Complete step by step answer:
We are given a polynomial \[2{{x}^{2}}+x+k\] and mentioned that we have to find such a value of k so that 3 is a root of the given above polynomial. To solve for k, we will first learn about the roots (zeroes). Zeroes (roots) are those values of x which when inserted in the place of x in the polynomial P(x) then the result will be zero such that P(x) = 0 are called zeros of the polynomial.
For example if we take P(x) = x + 2 that is at x = – 2. We have,
\[P\left( -2 \right)=-2+2=0\]
So, – 2 is zero of P(x) = x + 2. Similarly, let \[P\left( x \right)={{x}^{2}}-1\] so x = 1 is zero of P(x).
Now, we are having a polynomial \[2{{x}^{2}}+x+k\] we are asked to find k such that 3 is zero of the polynomial.
Let x = 3 is zero of \[P\left( x \right)=2{{x}^{2}}+x+k.\] So by definition of zero, we put x = 3, we get P(3) = 0. So,
\[P\left( 3 \right)=2{{\left( 3 \right)}^{2}}+3+k=0\]
Now, we simplify,
\[\Rightarrow 2\times 9+3+k=0\left[ \text{As }{{3}^{2}}=9 \right]\]
\[\Rightarrow 18+3+k=0\]
So solving, we get,
\[\Rightarrow 21+k=0\]
This implies we have,
\[\Rightarrow k=-21\]
Hence, we got that for k = – 21, x = 3 is a zero of the polynomial, \[2{{x}^{2}}+x+k.\]
We can cross-check as below. We will put k = – 21 in \[2{{x}^{2}}+x+k\] so we have
 \[P\left( x \right)=2{{x}^{2}}+x-21\]
Now we will find its zero. So, by splitting the middle term, we have,
\[\Rightarrow 2{{x}^{2}}+x-21=2{{x}^{2}}+7x-6x-21\]
On simplifying, we get,
\[\Rightarrow 2{{x}^{2}}+x-21=x\left( 2x+7 \right)-3\left( 2x+7 \right)\]

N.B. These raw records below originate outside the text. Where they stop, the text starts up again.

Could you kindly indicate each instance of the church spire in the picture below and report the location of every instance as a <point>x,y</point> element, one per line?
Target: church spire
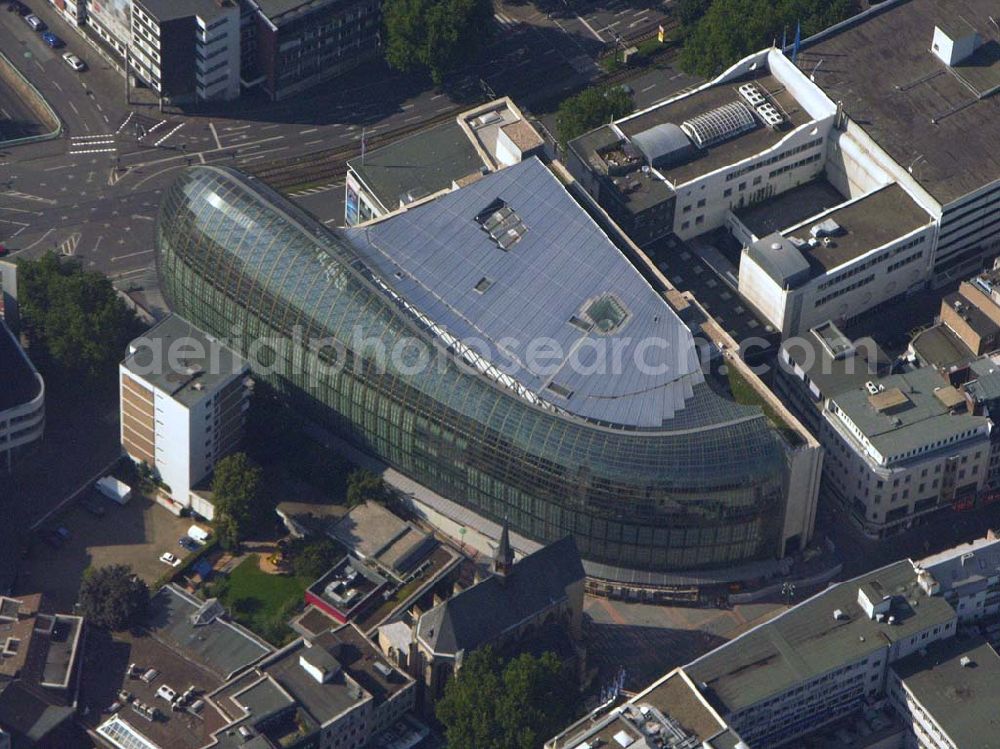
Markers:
<point>503,558</point>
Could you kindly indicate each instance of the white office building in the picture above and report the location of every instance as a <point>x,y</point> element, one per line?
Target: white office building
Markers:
<point>184,397</point>
<point>902,447</point>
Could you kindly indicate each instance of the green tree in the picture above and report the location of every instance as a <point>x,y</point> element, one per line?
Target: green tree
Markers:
<point>239,503</point>
<point>77,325</point>
<point>112,597</point>
<point>732,29</point>
<point>492,705</point>
<point>312,557</point>
<point>364,486</point>
<point>589,109</point>
<point>435,36</point>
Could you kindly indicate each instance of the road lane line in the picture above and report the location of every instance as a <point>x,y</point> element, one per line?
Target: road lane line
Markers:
<point>215,134</point>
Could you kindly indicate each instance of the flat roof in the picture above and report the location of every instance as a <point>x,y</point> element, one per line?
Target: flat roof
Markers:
<point>174,729</point>
<point>727,152</point>
<point>938,346</point>
<point>923,419</point>
<point>20,385</point>
<point>806,641</point>
<point>870,222</point>
<point>673,696</point>
<point>219,645</point>
<point>562,280</point>
<point>373,532</point>
<point>790,208</point>
<point>962,700</point>
<point>832,373</point>
<point>895,88</point>
<point>418,165</point>
<point>182,361</point>
<point>169,10</point>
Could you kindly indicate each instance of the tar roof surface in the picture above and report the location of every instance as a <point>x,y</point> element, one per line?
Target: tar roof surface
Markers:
<point>174,356</point>
<point>420,164</point>
<point>893,86</point>
<point>220,646</point>
<point>806,641</point>
<point>167,10</point>
<point>19,382</point>
<point>868,223</point>
<point>962,700</point>
<point>730,151</point>
<point>436,254</point>
<point>922,420</point>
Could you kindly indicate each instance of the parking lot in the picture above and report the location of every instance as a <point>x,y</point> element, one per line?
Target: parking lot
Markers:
<point>136,534</point>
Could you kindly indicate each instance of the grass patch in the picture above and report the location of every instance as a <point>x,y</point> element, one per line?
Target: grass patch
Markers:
<point>263,603</point>
<point>743,392</point>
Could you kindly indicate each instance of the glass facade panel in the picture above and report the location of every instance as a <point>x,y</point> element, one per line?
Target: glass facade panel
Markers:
<point>244,264</point>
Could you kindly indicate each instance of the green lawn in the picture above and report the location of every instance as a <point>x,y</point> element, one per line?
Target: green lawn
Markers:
<point>262,602</point>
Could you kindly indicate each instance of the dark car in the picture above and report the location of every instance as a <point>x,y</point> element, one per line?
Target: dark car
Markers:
<point>93,505</point>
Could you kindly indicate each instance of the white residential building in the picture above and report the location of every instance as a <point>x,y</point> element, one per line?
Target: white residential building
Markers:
<point>184,396</point>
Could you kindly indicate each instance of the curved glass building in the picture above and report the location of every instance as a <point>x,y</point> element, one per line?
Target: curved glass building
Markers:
<point>497,347</point>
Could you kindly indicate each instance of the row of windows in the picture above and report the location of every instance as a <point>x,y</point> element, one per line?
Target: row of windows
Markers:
<point>876,260</point>
<point>846,289</point>
<point>772,159</point>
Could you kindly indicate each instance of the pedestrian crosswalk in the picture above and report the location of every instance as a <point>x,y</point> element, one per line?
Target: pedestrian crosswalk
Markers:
<point>506,22</point>
<point>84,144</point>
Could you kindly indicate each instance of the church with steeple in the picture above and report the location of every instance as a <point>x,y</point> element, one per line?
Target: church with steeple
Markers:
<point>533,605</point>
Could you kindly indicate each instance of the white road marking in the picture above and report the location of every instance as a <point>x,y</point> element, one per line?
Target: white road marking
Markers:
<point>168,134</point>
<point>39,240</point>
<point>116,258</point>
<point>218,143</point>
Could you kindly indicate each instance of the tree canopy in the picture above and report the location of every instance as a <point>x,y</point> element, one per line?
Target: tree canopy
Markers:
<point>112,597</point>
<point>589,109</point>
<point>517,705</point>
<point>237,497</point>
<point>364,486</point>
<point>435,36</point>
<point>77,325</point>
<point>724,31</point>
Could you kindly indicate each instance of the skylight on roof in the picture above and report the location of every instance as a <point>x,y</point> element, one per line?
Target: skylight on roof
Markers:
<point>502,223</point>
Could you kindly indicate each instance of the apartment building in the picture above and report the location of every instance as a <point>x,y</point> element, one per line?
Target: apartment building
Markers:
<point>292,45</point>
<point>903,447</point>
<point>22,398</point>
<point>183,397</point>
<point>187,49</point>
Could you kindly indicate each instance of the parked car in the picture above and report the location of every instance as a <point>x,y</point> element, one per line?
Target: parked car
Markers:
<point>52,538</point>
<point>168,558</point>
<point>74,62</point>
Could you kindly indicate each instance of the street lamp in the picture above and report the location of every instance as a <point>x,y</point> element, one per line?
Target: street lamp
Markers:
<point>788,591</point>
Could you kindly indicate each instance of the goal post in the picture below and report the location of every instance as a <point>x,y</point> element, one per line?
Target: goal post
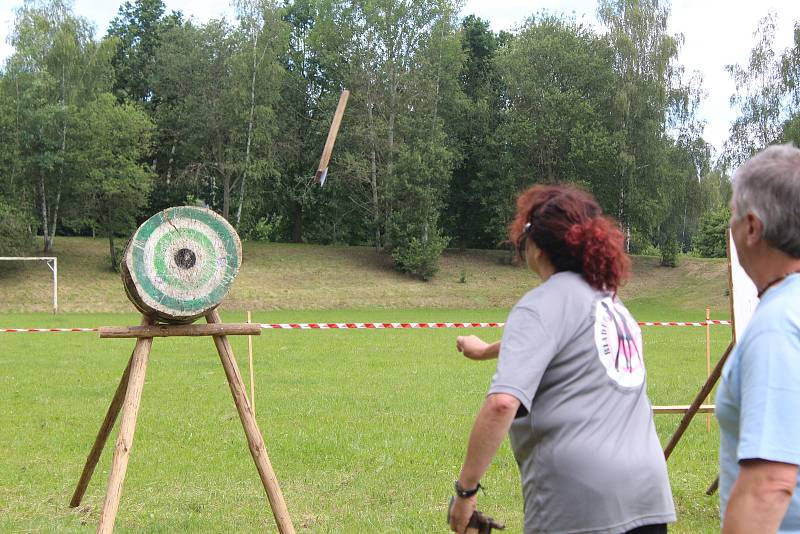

On further solving, we get,
\[\Rightarrow 2{{x}^{2}}+x-21=\left( x-3 \right)\left( 2x+7 \right)\]
So, we get,
\[\Rightarrow x-3=0;2x+7-0\]
\[\Rightarrow x=-3;x=\dfrac{-7}{2}\]
So, the zeroes are 3 and \[\dfrac{-7}{2}.\]
Hence, 3 is a zero, so we get k as – 21.

 There is an easy way to check this. We have \[2{{x}^{2}}+x-21,\] we have to check if 3 is a zero of this, so we put x = 3 and check we get 0 as an answer or not. So, we get,
\[P\left( 3 \right)=2{{\left( 3 \right)}^{2}}+3-21\]
Simplifying, we get,
\[P\left( 3 \right)=2\times 9+3-21\]
\[\Rightarrow P\left( 3 \right)=18+3-21\]
\[\Rightarrow P\left( 3 \right)=21-21\]
\[\Rightarrow P\left( 3 \right)=0\]
As we get P(3) = 0, so k = – 21 is the correct solution.